Un concepto fundamental que introduce Urbanismo Feminista es el de “ciudad cuidadora” y trata de descentralizar la responsabilidad de las madres, convivir en un lugar donde nos sintamos sostenidas y donde el extenuante y no reconocido ni remunerado trabajo de cuidados se entienda como labor de la ciudadanía al completo. Para ello, la subjetividad y pluralidad de cuerpos, circunstancias y culturas debe ser central; se nos debe considerar como sujetos políticos múltiples e interdependientes. Se debe pensar un espacio, por tanto, lo suficientemente flexible y abierto como para poder adaptarse a esa multiplicidad de formas, pensamientos, creencia y afectos. Un espacio-mar, espacio-bosque, dúctil, abierto al cambio y al debate.
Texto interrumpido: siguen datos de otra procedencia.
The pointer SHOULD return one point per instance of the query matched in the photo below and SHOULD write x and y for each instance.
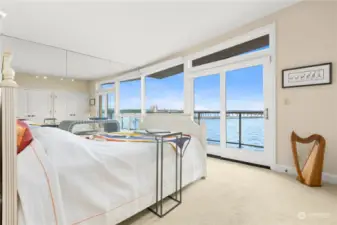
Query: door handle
(266, 114)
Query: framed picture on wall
(319, 74)
(92, 102)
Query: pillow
(24, 136)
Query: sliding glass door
(235, 105)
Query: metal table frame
(157, 208)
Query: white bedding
(64, 179)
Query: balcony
(244, 128)
(239, 128)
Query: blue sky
(244, 91)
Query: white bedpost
(9, 149)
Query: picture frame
(319, 74)
(92, 102)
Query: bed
(64, 179)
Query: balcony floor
(237, 194)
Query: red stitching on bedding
(48, 182)
(100, 214)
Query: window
(130, 104)
(165, 91)
(207, 105)
(106, 101)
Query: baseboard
(238, 161)
(326, 177)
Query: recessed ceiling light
(3, 14)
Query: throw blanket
(180, 142)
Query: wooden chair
(311, 173)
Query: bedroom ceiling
(127, 34)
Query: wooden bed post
(9, 149)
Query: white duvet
(65, 179)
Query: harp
(311, 173)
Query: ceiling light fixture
(2, 14)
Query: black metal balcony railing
(238, 114)
(134, 116)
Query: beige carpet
(236, 194)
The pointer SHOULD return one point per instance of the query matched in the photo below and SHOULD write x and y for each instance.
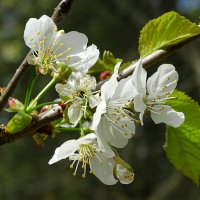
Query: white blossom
(48, 46)
(78, 94)
(153, 94)
(112, 122)
(85, 150)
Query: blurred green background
(112, 25)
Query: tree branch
(60, 11)
(56, 112)
(37, 123)
(155, 57)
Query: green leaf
(183, 144)
(18, 122)
(166, 31)
(107, 63)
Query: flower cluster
(112, 112)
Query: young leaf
(166, 31)
(183, 144)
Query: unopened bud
(14, 103)
(104, 75)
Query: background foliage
(111, 25)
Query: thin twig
(60, 11)
(38, 122)
(45, 118)
(151, 59)
(147, 62)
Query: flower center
(49, 50)
(85, 153)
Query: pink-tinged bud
(63, 105)
(12, 103)
(104, 75)
(45, 108)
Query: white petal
(94, 100)
(37, 29)
(113, 134)
(167, 115)
(75, 112)
(124, 91)
(65, 150)
(124, 175)
(103, 144)
(139, 78)
(109, 87)
(72, 43)
(87, 83)
(101, 108)
(89, 138)
(163, 82)
(139, 106)
(102, 168)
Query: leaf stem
(38, 97)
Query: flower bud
(123, 171)
(15, 104)
(104, 75)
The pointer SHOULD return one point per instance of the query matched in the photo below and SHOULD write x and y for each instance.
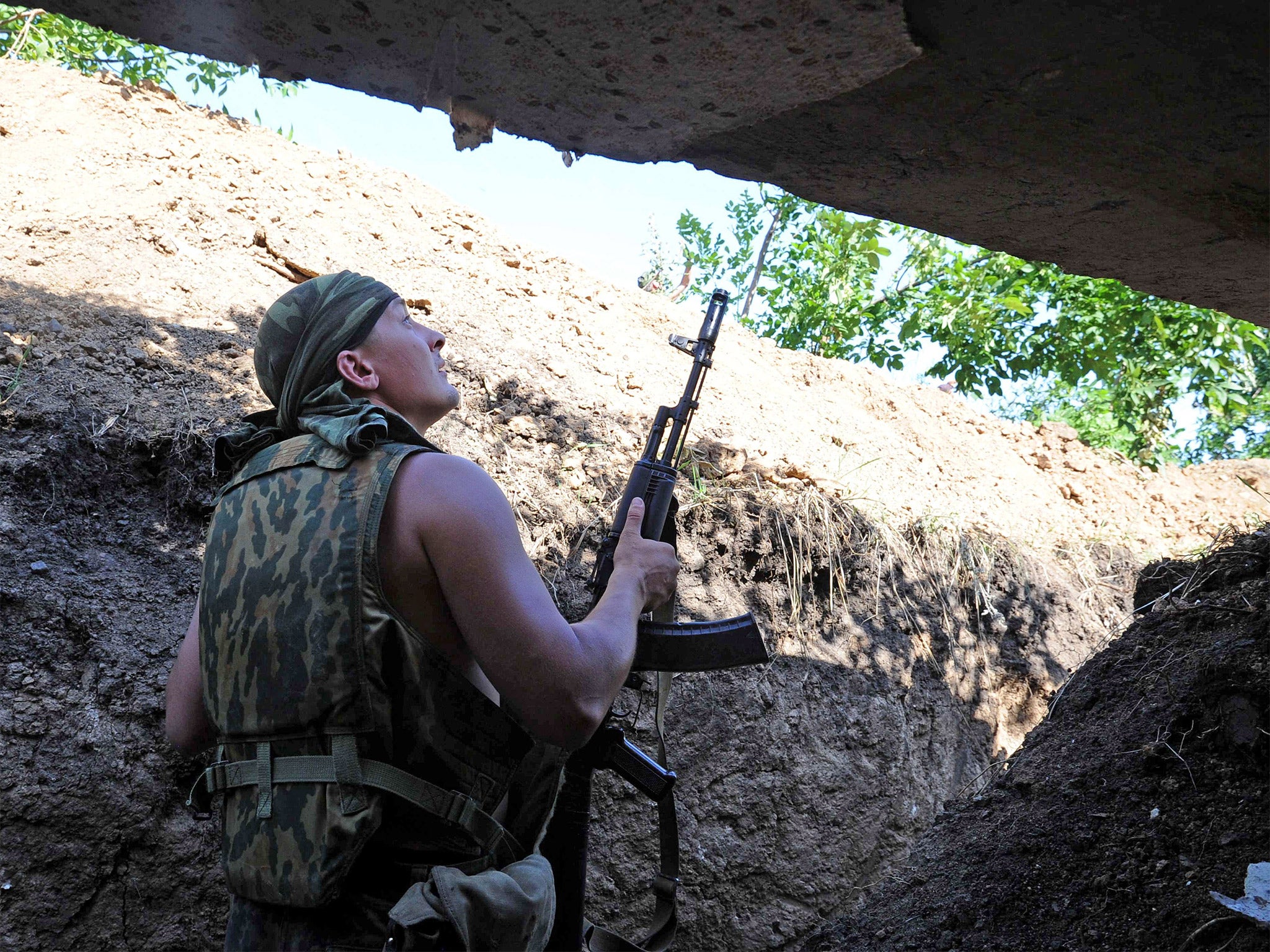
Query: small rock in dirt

Una ciudad que cuida pasa por priorizar a las personas con dificultades, a las excluidas, a las lentas, a las que viven en situaciones más precarias. Además, propicia espacios para lo colectivo, fomenta lo público frente a lo privado y nos hace partícipes de sus decisiones. Es asequible económicamente y no funciona en una dinámica de explotación y abuso. Para repensar la ciudad es necesario volver al cuerpo, descolonizarlo de ideas y ficciones limitantes, recuperar nuestra verdadera sabiduría, el auténtico poder que implica volver a habitarse sabiéndonos plurales, dependientes, cambiantes. En definitiva, un sujeto político en pleno derecho cuyo entorno debe potenciar esa libertad y no ser fuente de frustraciones y sinónimo de opresión como lo son para las criaturas y las madre las ciudades en las que actualmente más que vivir, a duras penas sobrevivimos.
Artículo originalmente incluido en Madre, quinto volumen de la revista MaMagazine en papel.